February 19, 2018
Over the upcoming Philadelphia Eagles offseason, there are going to be many pointless debates centered around Carson Wentz vs. Nick Foles. There really is no debate, to be clear. The Eagles' starting quarterback is Wentz.
On the other side of the ball, however, there is an interesting "Sophie's Choice" situation brewing at linebacker, in which Howie Roseman and Co. may have to choose between Nigel Bradham and Mychal Kendricks, the team's two starting linebackers for most of the season in 2017.
Bradham is set to become a free agent in March. In each of the last two seasons, Bradham led the team in tackles (102 in 2016, 88 in 2017), while also contributing 13 pass breakups, 3 forced fumbles, 2 fumble recoveries, 3 sacks, and an INT during that span. After Jordan Hicks went down with a ruptured Achilles, Bradham assumed responsibility of the radio helmet, taking signals from Jim Schwartz and getting the defense lined up.
"I think Jordan brought a lot to our defense, was the quarterback of our defense and was a playmaker," said Schwartz in January. "I think one of the unsung stories of this season has been Nigel picking up that communication.
"Nigel has always been a fiery guy. Sometimes I think he runs about five extra miles trying to get to the pile to make sure he's delivering whatever message he's going to deliver and it brings us a lot of energy, it really does. But that's a tough thing to do when you've got the coach speaking in your ear about, ‘Hey, remind this guy this and we're going to this call, but check it to this if something else is going on’. And he's done a really good job handling all that communication, and it's been fairly seamless."
Clearly, Bradham was (and is) ahead of Kendricks on the Eagles' metaphorical importance scale, since he was a starter over Kendricks prior to Hicks' injury, and because Schwartz chose Bradham over Kendricks to take on communication responsibilities.
That said, Kendricks had a very good 2017 season as well. He was second on the team to Bradham in tackles, with 77, despite playing 311 fewer snaps on defense. Kendricks also chipped in 2 sacks and 6 pass breakups.
From 2012 to 2016, Kendricks' participation in the regular defense decreased every year, with the low point coming in 2016, Schwartz's first year running the show. As noted above, Kendricks' snap count rose sharply in 2017 due to Hicks' injury.
In Schwartz's scheme, the slot corner is more of a starter than the third linebacker, as a third linebacker has been on the field for the Eagles for less than 30 percent of the snaps during Schwartz's tenure in Philly.

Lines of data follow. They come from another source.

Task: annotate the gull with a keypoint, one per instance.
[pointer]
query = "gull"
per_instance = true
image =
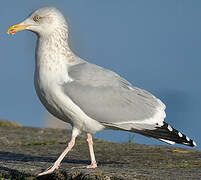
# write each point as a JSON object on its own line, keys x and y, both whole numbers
{"x": 87, "y": 96}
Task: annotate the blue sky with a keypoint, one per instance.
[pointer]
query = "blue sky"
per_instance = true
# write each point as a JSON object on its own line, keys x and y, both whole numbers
{"x": 156, "y": 45}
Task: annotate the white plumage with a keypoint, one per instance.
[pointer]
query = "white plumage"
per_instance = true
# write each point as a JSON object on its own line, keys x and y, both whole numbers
{"x": 87, "y": 96}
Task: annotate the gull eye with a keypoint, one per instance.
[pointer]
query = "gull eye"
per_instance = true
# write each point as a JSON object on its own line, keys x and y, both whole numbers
{"x": 36, "y": 18}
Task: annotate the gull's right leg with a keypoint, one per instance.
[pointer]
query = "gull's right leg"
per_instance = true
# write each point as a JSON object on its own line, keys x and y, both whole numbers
{"x": 58, "y": 161}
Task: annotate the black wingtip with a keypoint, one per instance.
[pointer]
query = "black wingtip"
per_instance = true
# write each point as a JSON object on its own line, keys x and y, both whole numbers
{"x": 168, "y": 134}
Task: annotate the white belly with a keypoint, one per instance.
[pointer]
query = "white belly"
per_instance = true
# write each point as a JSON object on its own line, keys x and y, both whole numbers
{"x": 61, "y": 106}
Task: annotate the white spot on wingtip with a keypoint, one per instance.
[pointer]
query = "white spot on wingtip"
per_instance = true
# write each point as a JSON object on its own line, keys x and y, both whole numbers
{"x": 180, "y": 135}
{"x": 167, "y": 141}
{"x": 187, "y": 138}
{"x": 170, "y": 128}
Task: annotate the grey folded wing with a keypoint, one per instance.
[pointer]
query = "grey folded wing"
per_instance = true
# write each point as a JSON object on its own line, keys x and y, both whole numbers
{"x": 106, "y": 97}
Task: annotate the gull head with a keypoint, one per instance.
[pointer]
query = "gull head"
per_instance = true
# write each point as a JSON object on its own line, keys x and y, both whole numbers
{"x": 43, "y": 22}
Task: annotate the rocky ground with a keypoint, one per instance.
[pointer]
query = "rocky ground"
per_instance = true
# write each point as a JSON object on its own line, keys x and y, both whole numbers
{"x": 26, "y": 151}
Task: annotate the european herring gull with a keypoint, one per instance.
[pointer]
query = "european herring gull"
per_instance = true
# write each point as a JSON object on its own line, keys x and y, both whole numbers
{"x": 88, "y": 96}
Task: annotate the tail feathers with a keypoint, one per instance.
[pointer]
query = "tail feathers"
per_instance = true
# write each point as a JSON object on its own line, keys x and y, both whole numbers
{"x": 168, "y": 134}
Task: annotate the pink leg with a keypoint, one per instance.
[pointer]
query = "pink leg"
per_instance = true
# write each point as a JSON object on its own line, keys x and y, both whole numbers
{"x": 93, "y": 164}
{"x": 91, "y": 150}
{"x": 58, "y": 161}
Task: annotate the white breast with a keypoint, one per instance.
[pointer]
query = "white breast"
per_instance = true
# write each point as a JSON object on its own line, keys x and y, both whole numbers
{"x": 50, "y": 74}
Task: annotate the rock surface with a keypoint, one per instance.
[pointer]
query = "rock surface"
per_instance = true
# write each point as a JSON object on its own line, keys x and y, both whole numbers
{"x": 25, "y": 151}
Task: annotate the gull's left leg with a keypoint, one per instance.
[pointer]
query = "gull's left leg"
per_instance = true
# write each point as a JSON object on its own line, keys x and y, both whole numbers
{"x": 91, "y": 150}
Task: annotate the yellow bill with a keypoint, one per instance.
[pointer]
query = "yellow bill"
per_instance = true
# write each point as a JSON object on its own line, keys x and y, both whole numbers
{"x": 17, "y": 27}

In 2018, Kendricks will count for $7,600,000, which is a sizable rock in the salary cap jar of a team that is going to have to trim about $10 million just to get back under the cap.
In 2017, free agent linebackers found a very soft market. Consider Zach Brown, who had 149 tackles, 4 sacks, 4 pass breakups, 2 forced fumbles, an INT, and a spot in the Pro Bowl in 2016 with the Bills. During the 2017 offseason, as a free agent, Brown signed a one year deal with the Redskins worth $2.3 million, with playing time and performance incentives.
The most lucrative long-term deal at the linebacker position (edge rushers excluded) was earned by former Super Bowl MVP Malcolm Smith, who signed a five year, $26.5 million contract with the 49ers. A statistical comparison Bradham's last two seasons vs. Smith's two seasons prior to his new contract:
In other words, it may not take a mountain of cash to bring Bradham back, especially with potential discipline coming down from the league for his two arrests in 2016.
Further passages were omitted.